Isso só vem com a maturidade, com a curiosidade de olhar para o que existe por trás dos muros discursivos.
Infelizmente, a luta pela própria sobrevivência e o bombardeio de mensagens subliminares de menos valia, afetam diretamente a percepção e os sentimentos da maioria das pessoas, que, sem se dar conta, são esmagadas pelo rolo compressor daqueles que detêm o poder e não querem abrir mão de suas regalias.
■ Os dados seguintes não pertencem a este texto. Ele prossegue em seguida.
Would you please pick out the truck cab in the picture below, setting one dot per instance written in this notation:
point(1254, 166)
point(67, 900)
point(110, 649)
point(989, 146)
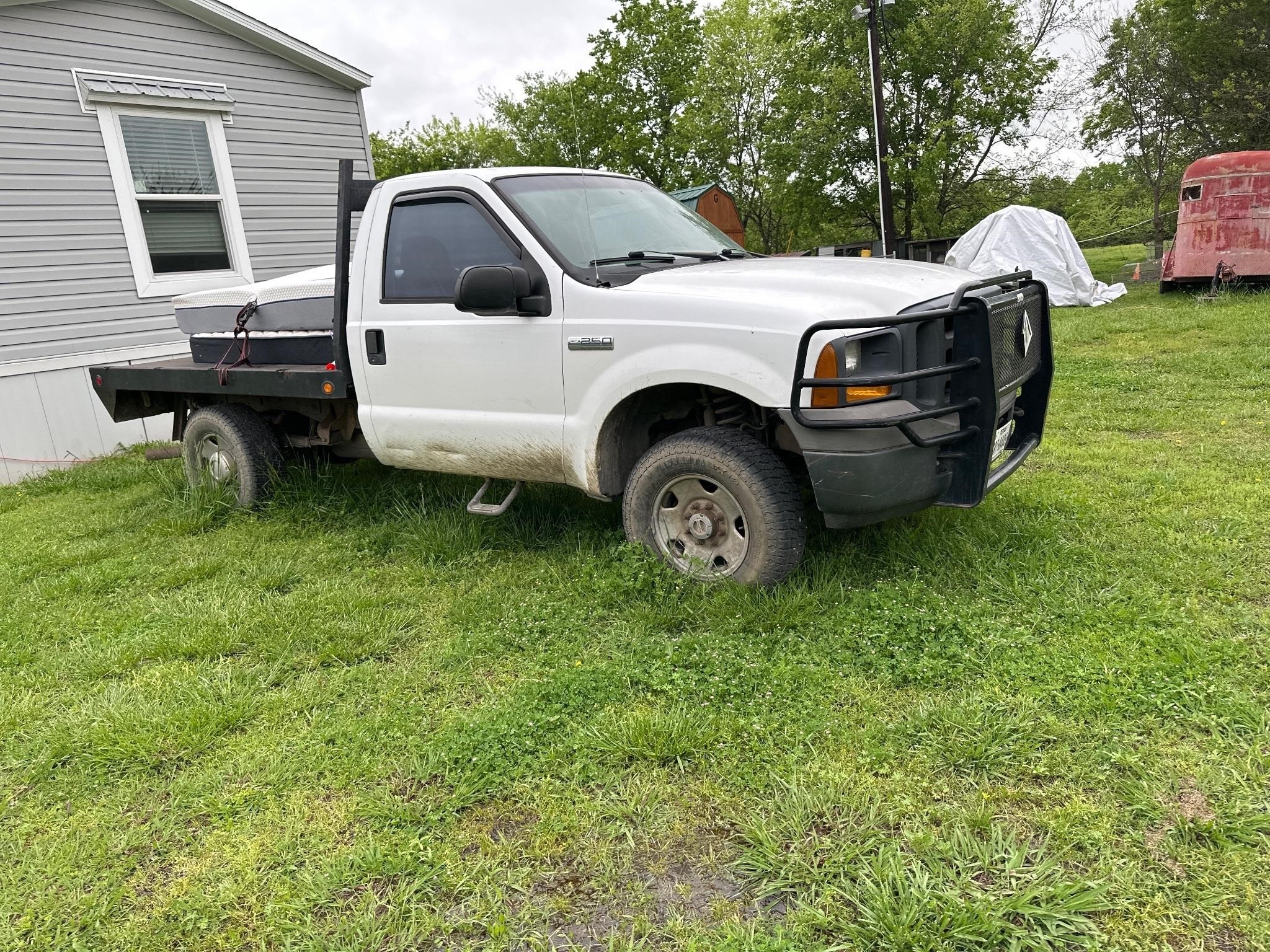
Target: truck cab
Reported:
point(563, 325)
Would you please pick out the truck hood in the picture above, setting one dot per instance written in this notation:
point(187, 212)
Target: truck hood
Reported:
point(815, 288)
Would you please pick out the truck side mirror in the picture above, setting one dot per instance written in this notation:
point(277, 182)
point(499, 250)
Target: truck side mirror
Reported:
point(497, 287)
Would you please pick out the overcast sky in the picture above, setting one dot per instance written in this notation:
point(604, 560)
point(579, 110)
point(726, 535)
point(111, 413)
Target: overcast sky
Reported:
point(432, 58)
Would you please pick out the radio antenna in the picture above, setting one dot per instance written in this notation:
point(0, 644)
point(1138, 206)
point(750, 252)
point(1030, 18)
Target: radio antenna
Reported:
point(586, 197)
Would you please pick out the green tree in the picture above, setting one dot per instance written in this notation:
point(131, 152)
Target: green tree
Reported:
point(1105, 198)
point(1221, 52)
point(641, 84)
point(962, 82)
point(734, 125)
point(441, 144)
point(625, 111)
point(1141, 113)
point(551, 121)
Do meu lugar de pessoa branca (demais), mulher, agora sexagenária, com o corpo fora dos padrões de beleza imaginária, introvertida demais para me aventurar por aí, posso dizer que poucas vezes senti na pele a insegurança que é objeto das reflexões do seu texto. Mas tenho vívida a memória das três vezes em que fui assaltada enquanto, já adulta, circulava pela cidade de São Paulo, e de uma vez, em noite chuvosa, quando ainda estudava no ensino médio e caminhava para a escola, com os cadernos em uma das mãos e o guarda-chuva na outra, e fui surpreendida com uma mão masculina a me tocar subitamente entre as pernas, para em seguida sumir atrás de mim, enquanto eu me recuperava da violência física e psicológica para conseguir continuar o trajeto iniciado.
Finalizo expressando, aqui, minha admiração pela sua habilidade de escrever e suscitar lembranças e novas reflexões sobre coisas que jazem submersas nas mentes de seus leitores.